Just got back from War of the Worlds...a rather spectacular film (in the spectacle sense). The specials effects were expectantly amazing and the story was quite poignant. During the film, I couldn't help but feel that many of the images (the aliens, their vehicles) were derivative and many of the fundamental, motivational questions (why are the aliens invading? where are they from? why did we never notice large vehicles underground?--Ebert's review covers many of these questions) go unanswered . But on the drive home, I came to the conclusion that these choices might be deliberate, thus adding to the brilliance of the film.
Unlike so many other alien invasion disaster films that follow the story of those directly battling the aliens (Independence Day), this film centers on a single father and his two children as they flee from the aliens. From that perspective, we would not know why the aliens attacked, etc. As a result, it enables us to focus on the intimate, human side of the tragedy (I could not help but think of that "What would you do" song about 9-11, Marcus, you'll like that connection. As you would imagine, there some clear allusions to 9-11, such as the initial incomprehension by individuals who experienced the event).
I have a lot more thoughts on the film, but what struck me most was how this film comports with Spielberg's other alien films. Spielberg promised to never do a film with aliens as the bad guys. Some rather compelling readings of Spielberg's opus suggest that his alien films, in fact most of his films, ruminate on relationships with estranged parents (most notably a father-figure; Spielberg himself was raised only by his mother), where the alien functions as a surrogate paternal figure (ET is the obvious example).

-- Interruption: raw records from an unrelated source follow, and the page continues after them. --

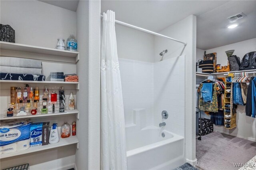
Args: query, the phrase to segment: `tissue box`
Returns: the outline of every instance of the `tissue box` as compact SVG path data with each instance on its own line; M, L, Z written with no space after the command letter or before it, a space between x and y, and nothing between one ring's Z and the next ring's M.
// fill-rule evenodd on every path
M29 148L31 125L31 123L17 122L2 124L0 128L0 152L7 154Z
M2 42L15 43L15 31L9 25L0 24L1 36Z

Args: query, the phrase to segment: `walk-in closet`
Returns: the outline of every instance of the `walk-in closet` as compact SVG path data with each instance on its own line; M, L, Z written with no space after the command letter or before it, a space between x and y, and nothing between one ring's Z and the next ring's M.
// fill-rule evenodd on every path
M230 1L197 17L196 156L202 169L255 168L255 5Z

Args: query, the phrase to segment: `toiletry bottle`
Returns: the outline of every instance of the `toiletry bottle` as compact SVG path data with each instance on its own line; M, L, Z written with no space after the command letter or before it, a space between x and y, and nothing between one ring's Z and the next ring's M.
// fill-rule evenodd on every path
M11 103L16 103L16 87L11 87Z
M21 91L21 87L19 87L17 89L17 93L16 93L16 99L17 99L17 103L20 103L20 101L22 100L22 93Z
M43 106L43 108L42 108L42 109L41 111L41 113L42 114L48 113L48 109L47 109L46 106Z
M69 110L72 110L75 109L75 98L72 92L70 93L68 98L68 108Z
M30 109L31 107L31 103L30 103L30 100L28 100L27 101L27 103L25 103L26 105L26 110L29 110Z
M34 101L34 89L32 87L30 87L30 91L29 92L29 99L30 99L31 102Z
M52 91L52 93L51 93L51 102L57 101L57 93L55 93L55 91Z
M58 124L54 123L51 127L51 130L50 132L50 137L49 138L49 143L54 144L59 142L60 137L59 137L59 132L58 130Z
M13 109L11 108L10 107L10 108L8 109L6 114L7 117L12 117L13 116Z
M34 100L34 103L33 103L33 107L35 108L35 109L37 110L37 108L38 107L38 102L37 100Z
M32 115L36 115L36 107L34 107L34 109L31 110L30 113Z
M28 91L27 91L27 87L24 87L24 90L23 90L23 103L27 103L27 100L28 100Z
M60 113L63 113L65 112L65 107L63 106L63 104L62 103L60 106Z
M59 99L60 101L60 106L61 105L62 103L63 106L65 107L65 93L64 89L63 87L60 87L60 89L59 91Z
M34 89L34 100L39 100L39 87L36 87Z
M75 136L76 134L76 123L73 122L72 123L72 136Z
M22 103L23 101L22 100L20 100L19 103L18 104L18 107L19 107L19 108L20 108L23 107L23 103Z
M70 125L66 122L61 126L60 134L62 138L67 138L70 136Z
M70 35L67 40L67 50L77 51L77 42L76 38L73 35Z

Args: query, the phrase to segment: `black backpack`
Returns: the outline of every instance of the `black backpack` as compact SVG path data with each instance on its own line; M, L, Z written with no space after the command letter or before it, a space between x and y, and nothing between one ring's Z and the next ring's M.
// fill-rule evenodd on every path
M256 51L248 53L244 56L241 62L240 70L256 69Z

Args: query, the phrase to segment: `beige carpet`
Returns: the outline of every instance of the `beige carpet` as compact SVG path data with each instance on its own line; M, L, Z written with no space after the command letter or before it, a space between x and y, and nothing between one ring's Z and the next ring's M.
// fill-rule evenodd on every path
M196 166L205 170L238 170L256 155L256 142L214 132L196 140Z

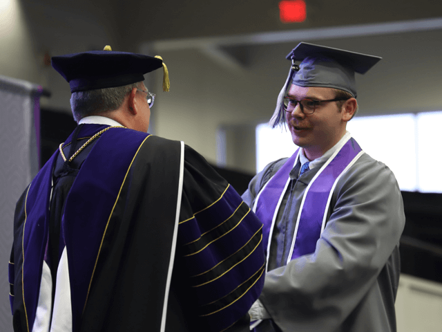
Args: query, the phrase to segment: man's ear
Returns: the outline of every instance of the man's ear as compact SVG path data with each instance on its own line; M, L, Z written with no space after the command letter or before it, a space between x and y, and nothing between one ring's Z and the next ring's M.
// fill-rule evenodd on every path
M353 118L356 109L358 109L358 102L356 98L350 98L346 100L343 105L343 110L341 111L343 112L343 121L349 121Z
M137 101L135 100L135 94L137 93L137 89L133 88L129 95L128 95L127 103L129 112L136 116L138 113L138 109L137 107Z

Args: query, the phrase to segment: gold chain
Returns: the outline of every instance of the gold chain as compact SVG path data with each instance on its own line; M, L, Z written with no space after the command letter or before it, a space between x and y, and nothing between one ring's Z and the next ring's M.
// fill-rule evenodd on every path
M81 151L81 150L86 147L88 144L89 144L90 142L94 140L95 138L97 138L98 136L99 136L102 133L103 133L106 130L109 130L110 128L126 128L126 127L123 126L108 127L107 128L105 128L103 130L97 132L95 135L94 135L90 138L89 138L86 143L81 145L81 147L80 147L78 150L77 150L77 152L73 154L72 157L70 157L70 158L69 159L69 162L70 163L74 159L74 158L75 158L77 155L78 155L78 154L79 154ZM60 144L58 148L59 148L59 150L60 150L60 154L61 155L61 158L63 158L63 160L64 161L66 161L66 157L64 156L64 154L63 153L63 144L64 143Z

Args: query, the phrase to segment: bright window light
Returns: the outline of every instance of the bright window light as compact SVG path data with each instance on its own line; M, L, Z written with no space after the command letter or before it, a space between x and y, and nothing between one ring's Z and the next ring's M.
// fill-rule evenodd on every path
M256 127L256 172L261 172L269 163L289 157L298 147L285 127L272 129L267 123Z
M412 113L355 118L347 124L362 149L388 166L406 191L417 190L415 128Z
M419 190L442 192L442 111L420 113L416 118Z

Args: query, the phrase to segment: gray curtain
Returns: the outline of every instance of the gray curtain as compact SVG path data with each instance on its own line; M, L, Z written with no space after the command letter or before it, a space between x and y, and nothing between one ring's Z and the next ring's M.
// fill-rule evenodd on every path
M39 170L41 87L0 75L0 331L12 331L8 265L15 203ZM37 122L35 122L35 120Z

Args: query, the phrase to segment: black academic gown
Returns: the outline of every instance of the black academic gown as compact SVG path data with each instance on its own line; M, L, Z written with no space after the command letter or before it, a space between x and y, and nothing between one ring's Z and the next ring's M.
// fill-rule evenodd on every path
M79 126L67 159L107 127ZM43 262L55 281L65 246L74 332L248 331L263 284L261 227L191 148L110 129L71 162L56 152L17 203L15 331L31 331Z

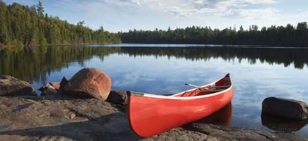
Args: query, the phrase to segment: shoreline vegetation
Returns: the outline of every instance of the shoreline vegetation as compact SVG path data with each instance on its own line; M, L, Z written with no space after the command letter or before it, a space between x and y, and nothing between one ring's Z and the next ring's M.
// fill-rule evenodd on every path
M123 43L193 43L213 45L270 45L308 47L307 22L299 22L296 26L272 26L262 27L256 25L244 30L235 26L223 30L210 27L187 27L167 30L129 30L119 32Z
M248 29L235 25L223 30L191 26L167 30L129 30L111 33L103 27L92 30L85 21L76 25L44 14L39 1L31 6L0 0L0 46L80 45L119 43L204 44L308 47L307 22L296 26L272 26Z
M121 43L117 33L101 27L92 30L84 21L76 25L44 13L42 3L31 6L0 1L0 46Z

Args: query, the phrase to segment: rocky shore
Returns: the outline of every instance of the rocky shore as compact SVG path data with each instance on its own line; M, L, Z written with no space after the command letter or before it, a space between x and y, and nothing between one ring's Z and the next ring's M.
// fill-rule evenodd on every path
M294 133L198 123L141 138L130 129L124 106L67 95L0 97L0 140L308 140Z
M104 101L60 94L52 88L59 92L61 83L54 83L43 87L48 92L38 97L25 82L7 76L0 80L0 140L308 140L292 133L198 122L142 138L128 124L125 91L111 91Z

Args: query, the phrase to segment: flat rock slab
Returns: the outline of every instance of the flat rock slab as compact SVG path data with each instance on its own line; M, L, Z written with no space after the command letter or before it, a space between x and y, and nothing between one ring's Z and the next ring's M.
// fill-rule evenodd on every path
M0 96L33 95L35 89L27 82L9 76L0 76Z
M195 123L142 138L118 106L67 95L0 97L0 140L308 140L293 133Z

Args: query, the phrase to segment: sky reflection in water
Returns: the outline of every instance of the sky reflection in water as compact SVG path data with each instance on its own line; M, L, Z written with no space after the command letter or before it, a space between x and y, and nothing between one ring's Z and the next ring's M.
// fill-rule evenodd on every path
M260 116L264 99L308 103L308 49L99 46L0 49L0 74L32 82L37 88L92 67L109 75L112 89L161 95L191 88L187 82L203 85L230 73L235 88L231 126L266 131L271 130ZM296 132L308 136L308 126Z

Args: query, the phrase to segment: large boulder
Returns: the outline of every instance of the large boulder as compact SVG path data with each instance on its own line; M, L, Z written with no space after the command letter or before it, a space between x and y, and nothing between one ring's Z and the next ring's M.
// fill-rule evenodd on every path
M308 118L308 105L295 100L270 97L263 101L262 112L284 118L304 120Z
M126 90L111 90L107 101L117 104L127 105L127 95Z
M9 76L0 76L0 96L14 95L36 96L32 85Z
M108 76L93 68L85 68L76 73L65 85L66 93L80 98L92 97L105 101L111 89Z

War of the Worlds, however, reverses these roles. Before the aliens attack, the mother leaves the kids with the deadbeat dad so she and her new husband can visit her parents in Boston. When the aliens attack, they flee and head to Boston. I find it interesting that the mother is both absent during the moment of unprecedented tragedy, yet is the object of the narrative drive. So many of Spielberg's diagetic choices seemingly feminize the aliens. Although this is typical of many aliens-as-bad guys (or gals), given the larger narrative context, I think Spielberg has really presented a surprisingly complex film that challenges a simple feminist read (but why is it that all bad aliens are wet and slimy and good ones dry?)
Rambled on too long. Good film, go see, will talk more then.